Slow and steady won the race in sector exchange traded funds this month as investors favored defensive ETFs tracking utilities stocks and dividend payers.
Every now and then I like to run a screen of my list of over 1,000 exchange traded fund and notes which ranks which areas of the investable landscape are the highest above their respective 20-day moving averages. The point in doing this is to see if there is a consistent message underlying market dynamics over the past rolling month period. This is not to suggest necessarily that continued strength is likely, however momentum can be a very powerful phenomenon.
The main takeaway here is that four of the top 10 ETFs and ETNs on the list are utilities trackers such as Utilities Select Sector SPDR Fund (NYSEArca: XLU).
In a way, this should not come as a surprise. If the bond market’s way of investing in the stock market is to tilt towards high-yield corporate or “junk” bonds, then logically it makes sense that the stock market’s way of playing the bond market is through utilities. [Utilities Hold Up]
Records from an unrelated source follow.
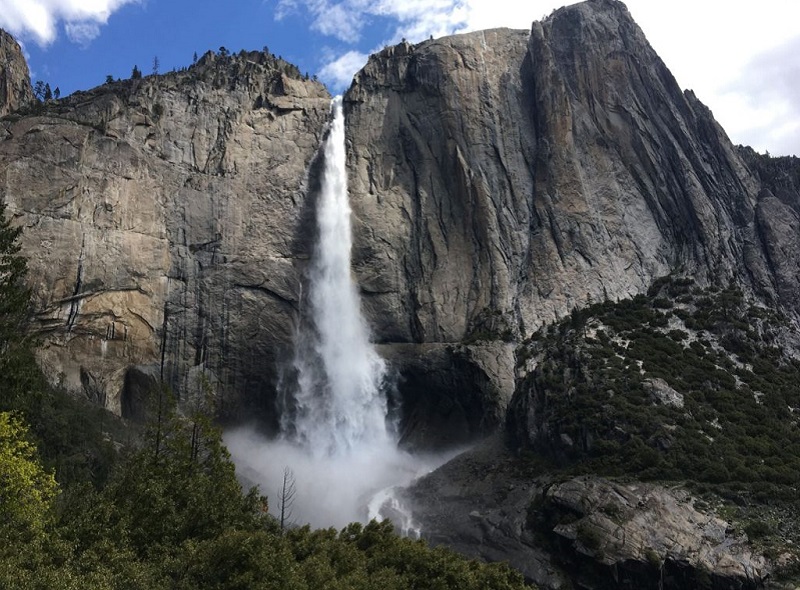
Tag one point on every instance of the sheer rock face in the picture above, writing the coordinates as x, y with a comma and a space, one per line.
15, 81
498, 179
501, 178
164, 222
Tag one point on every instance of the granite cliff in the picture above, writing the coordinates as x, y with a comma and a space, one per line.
503, 178
163, 226
499, 179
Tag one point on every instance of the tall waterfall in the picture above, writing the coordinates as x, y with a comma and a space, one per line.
335, 435
340, 402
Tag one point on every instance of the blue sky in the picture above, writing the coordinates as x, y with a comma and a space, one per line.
743, 62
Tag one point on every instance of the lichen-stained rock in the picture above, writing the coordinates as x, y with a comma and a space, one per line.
15, 81
582, 532
163, 222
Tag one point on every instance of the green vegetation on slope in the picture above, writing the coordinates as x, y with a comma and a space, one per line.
684, 384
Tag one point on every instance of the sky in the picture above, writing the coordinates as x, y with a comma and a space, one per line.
742, 59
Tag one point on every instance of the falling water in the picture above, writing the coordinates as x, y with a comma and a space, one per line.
336, 437
340, 402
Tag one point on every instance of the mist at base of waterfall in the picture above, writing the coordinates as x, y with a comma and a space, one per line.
332, 491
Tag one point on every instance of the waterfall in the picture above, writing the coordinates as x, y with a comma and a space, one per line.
335, 438
339, 400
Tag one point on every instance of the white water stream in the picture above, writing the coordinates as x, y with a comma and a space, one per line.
336, 435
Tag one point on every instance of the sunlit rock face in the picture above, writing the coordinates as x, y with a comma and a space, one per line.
15, 82
502, 178
163, 221
497, 179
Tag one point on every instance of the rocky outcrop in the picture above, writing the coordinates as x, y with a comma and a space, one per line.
165, 226
584, 532
502, 178
15, 80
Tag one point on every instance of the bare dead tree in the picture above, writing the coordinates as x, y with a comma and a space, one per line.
286, 499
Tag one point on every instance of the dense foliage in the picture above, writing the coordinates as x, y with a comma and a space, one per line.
168, 511
685, 383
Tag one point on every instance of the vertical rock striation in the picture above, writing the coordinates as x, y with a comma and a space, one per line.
164, 222
502, 178
15, 80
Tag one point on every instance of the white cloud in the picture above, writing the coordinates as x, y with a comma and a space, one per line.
709, 46
82, 32
38, 19
341, 23
338, 72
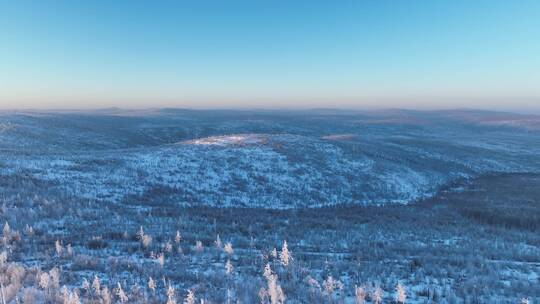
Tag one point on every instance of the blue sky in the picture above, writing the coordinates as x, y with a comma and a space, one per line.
412, 54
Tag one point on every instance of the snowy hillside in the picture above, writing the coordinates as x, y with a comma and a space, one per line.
253, 159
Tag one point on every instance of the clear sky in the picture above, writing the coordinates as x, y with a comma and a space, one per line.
256, 53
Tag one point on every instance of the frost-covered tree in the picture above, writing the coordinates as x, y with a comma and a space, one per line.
359, 295
285, 255
377, 295
122, 297
228, 248
401, 295
170, 295
228, 267
218, 243
190, 298
152, 285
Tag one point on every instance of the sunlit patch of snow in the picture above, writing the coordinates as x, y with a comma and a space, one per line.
233, 139
338, 137
4, 127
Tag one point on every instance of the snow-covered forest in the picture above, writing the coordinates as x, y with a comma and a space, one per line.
322, 206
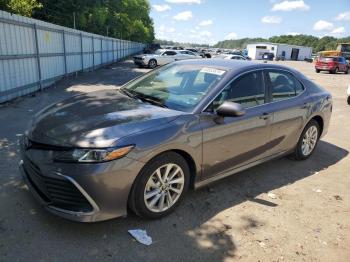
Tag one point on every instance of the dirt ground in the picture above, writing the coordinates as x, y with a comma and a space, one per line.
232, 220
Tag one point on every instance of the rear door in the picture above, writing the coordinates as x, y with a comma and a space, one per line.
289, 108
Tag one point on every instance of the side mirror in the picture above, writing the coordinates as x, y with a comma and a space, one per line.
230, 109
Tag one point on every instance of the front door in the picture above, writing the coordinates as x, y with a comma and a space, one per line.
230, 142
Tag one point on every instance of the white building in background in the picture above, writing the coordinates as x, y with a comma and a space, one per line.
289, 52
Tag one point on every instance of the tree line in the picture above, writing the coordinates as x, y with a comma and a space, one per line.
126, 19
317, 44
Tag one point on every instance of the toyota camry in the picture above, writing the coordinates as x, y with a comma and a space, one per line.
97, 155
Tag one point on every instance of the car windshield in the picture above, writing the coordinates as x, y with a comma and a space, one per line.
328, 59
178, 87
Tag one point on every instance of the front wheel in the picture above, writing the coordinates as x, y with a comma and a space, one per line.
160, 186
307, 141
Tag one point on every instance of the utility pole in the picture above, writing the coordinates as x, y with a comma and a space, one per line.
74, 20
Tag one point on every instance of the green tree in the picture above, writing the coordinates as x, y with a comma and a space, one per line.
128, 19
21, 7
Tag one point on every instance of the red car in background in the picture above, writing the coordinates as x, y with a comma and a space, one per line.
332, 64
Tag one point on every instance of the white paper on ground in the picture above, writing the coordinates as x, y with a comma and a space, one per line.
141, 236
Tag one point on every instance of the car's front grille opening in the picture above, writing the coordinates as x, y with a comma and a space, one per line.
57, 192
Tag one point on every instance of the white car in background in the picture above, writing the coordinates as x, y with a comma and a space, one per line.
234, 57
162, 57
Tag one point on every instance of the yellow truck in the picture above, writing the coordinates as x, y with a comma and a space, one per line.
343, 49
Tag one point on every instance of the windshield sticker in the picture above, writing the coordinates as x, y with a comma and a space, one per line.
212, 71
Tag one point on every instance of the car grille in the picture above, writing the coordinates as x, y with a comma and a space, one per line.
57, 191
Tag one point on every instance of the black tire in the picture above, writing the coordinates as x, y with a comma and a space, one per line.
136, 198
152, 63
298, 153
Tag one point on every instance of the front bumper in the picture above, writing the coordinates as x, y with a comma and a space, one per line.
79, 192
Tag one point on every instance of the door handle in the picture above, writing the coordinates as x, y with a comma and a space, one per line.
305, 106
265, 116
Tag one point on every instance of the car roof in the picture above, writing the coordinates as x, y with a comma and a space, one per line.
232, 65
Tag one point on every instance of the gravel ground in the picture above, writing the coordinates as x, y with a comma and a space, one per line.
307, 218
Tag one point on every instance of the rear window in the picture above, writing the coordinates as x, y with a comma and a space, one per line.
328, 59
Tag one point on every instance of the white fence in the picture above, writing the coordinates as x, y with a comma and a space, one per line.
34, 54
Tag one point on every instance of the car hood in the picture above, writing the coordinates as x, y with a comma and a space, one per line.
96, 119
147, 55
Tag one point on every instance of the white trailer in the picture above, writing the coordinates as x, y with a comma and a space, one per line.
288, 52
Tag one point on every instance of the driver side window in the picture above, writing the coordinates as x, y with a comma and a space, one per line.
248, 90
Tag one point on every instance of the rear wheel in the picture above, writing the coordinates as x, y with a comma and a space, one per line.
160, 186
152, 63
307, 141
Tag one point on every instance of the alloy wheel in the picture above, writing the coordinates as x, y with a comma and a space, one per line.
164, 187
309, 140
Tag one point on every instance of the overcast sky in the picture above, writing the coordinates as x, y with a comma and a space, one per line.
209, 21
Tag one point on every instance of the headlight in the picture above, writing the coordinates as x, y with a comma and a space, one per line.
91, 155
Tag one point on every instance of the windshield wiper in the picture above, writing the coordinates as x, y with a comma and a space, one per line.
127, 92
151, 101
142, 97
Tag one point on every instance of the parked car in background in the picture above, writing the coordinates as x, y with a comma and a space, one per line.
195, 51
96, 155
151, 48
332, 64
162, 57
268, 56
233, 57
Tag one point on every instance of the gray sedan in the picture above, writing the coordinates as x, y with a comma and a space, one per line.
180, 127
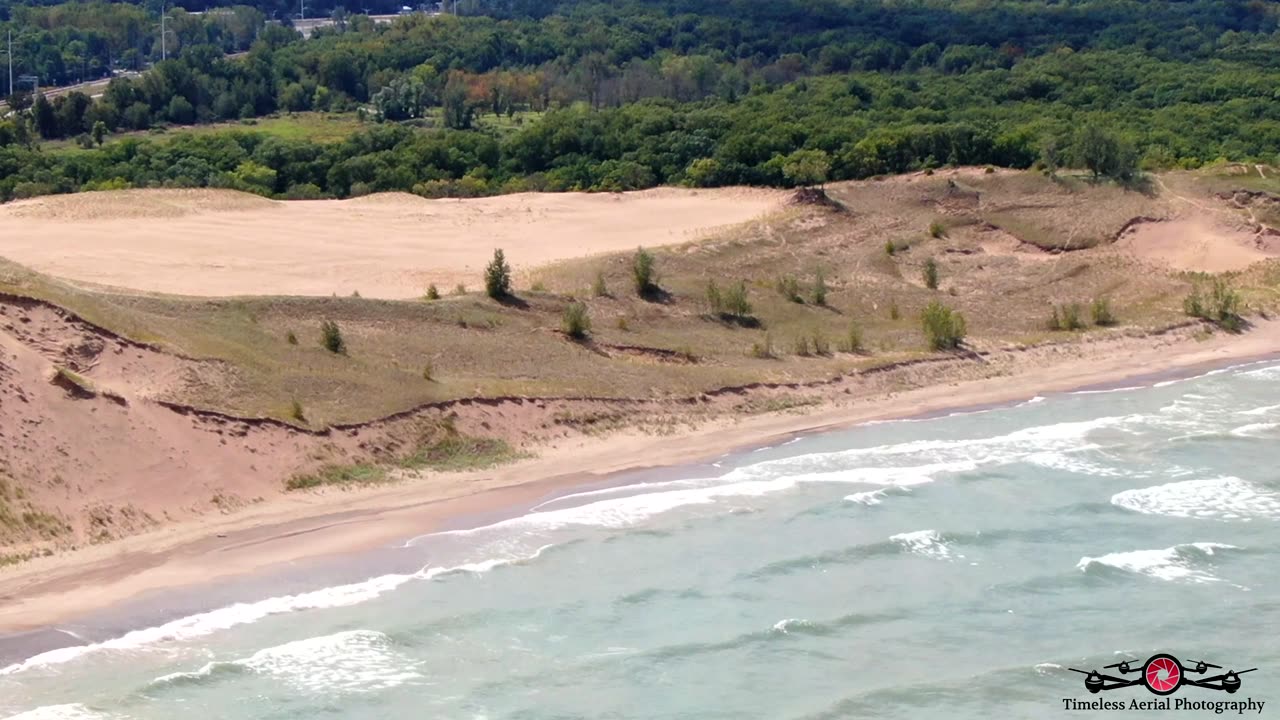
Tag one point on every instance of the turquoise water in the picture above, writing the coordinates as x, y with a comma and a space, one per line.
945, 568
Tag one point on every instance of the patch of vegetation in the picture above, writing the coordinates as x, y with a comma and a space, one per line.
790, 288
853, 340
1221, 305
575, 322
1101, 313
497, 277
644, 276
1065, 318
330, 338
931, 273
944, 327
819, 290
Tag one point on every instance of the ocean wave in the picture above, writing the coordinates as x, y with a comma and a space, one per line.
246, 613
1182, 563
1261, 410
351, 661
1220, 499
1257, 429
927, 543
72, 711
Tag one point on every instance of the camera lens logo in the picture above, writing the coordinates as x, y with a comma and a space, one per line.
1162, 674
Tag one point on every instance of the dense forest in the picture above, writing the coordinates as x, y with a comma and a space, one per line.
631, 94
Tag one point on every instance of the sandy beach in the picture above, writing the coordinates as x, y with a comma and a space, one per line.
54, 589
206, 242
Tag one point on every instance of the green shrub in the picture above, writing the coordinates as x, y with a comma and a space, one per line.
819, 290
931, 273
1101, 313
944, 327
1065, 318
575, 322
790, 288
853, 340
497, 277
736, 302
801, 346
819, 343
330, 338
1221, 306
643, 273
763, 350
714, 301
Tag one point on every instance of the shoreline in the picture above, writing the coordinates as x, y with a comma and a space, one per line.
342, 524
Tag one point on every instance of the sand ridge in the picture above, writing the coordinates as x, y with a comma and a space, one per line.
218, 242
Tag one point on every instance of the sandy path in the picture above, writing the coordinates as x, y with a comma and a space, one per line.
51, 589
223, 242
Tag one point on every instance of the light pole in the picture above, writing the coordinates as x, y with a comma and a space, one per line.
9, 51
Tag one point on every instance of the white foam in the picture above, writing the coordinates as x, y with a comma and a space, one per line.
73, 711
245, 613
927, 543
1223, 499
352, 661
786, 624
1257, 429
1170, 564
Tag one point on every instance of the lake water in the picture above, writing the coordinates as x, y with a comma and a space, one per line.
944, 568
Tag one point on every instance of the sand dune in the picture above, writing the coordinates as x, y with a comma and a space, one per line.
222, 242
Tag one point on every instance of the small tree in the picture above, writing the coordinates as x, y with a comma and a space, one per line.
330, 338
714, 300
819, 290
931, 273
643, 273
736, 302
807, 168
1221, 306
576, 323
497, 277
944, 327
1101, 313
790, 288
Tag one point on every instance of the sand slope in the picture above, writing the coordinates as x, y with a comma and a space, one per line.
223, 242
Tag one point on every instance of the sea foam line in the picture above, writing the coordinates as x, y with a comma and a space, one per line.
246, 613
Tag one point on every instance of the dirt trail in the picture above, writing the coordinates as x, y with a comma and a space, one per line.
392, 246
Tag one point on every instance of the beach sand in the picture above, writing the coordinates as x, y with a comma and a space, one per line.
49, 591
216, 242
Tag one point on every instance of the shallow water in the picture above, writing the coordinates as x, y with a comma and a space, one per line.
945, 568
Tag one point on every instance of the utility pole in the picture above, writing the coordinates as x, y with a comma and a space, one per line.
10, 60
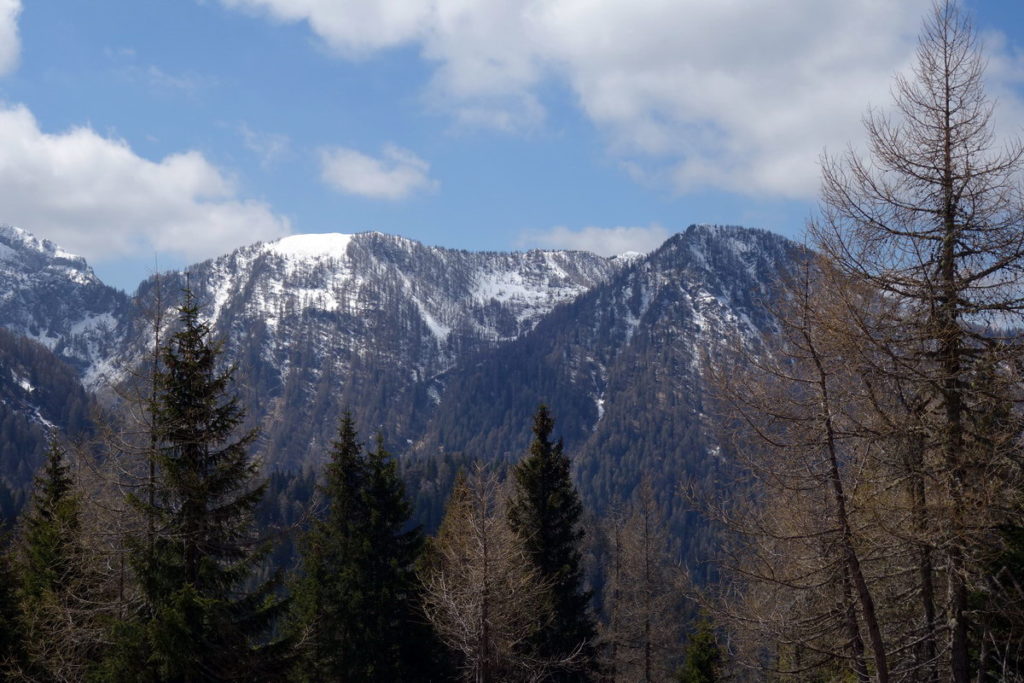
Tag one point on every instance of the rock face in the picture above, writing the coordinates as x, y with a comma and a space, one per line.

Utilities tend to be one of the most correlated sectors to the bond market because of the high fixed-cost nature of providing electricity and ongoing infrastructure maintenance, which generally must be financed through debt. [Lower-Risk Stock ETFs]
What this means is that the direction of interest rates is perhaps one of the most important determinants to utilities outperforming broader markets. While it’s a boring sector and not as exciting as silver or gold miners, slow and steady can win the race when entering periods of deflationary/recessionary scares.
Disclosure: The author, Pension Partners, LLC, and/or its clients may hold positions in securities mentioned in this article at time of writing. The commentary does not constitute individualized investment advice. The opinions offered herein are not personalized recommendations to buy, sell or hold securities.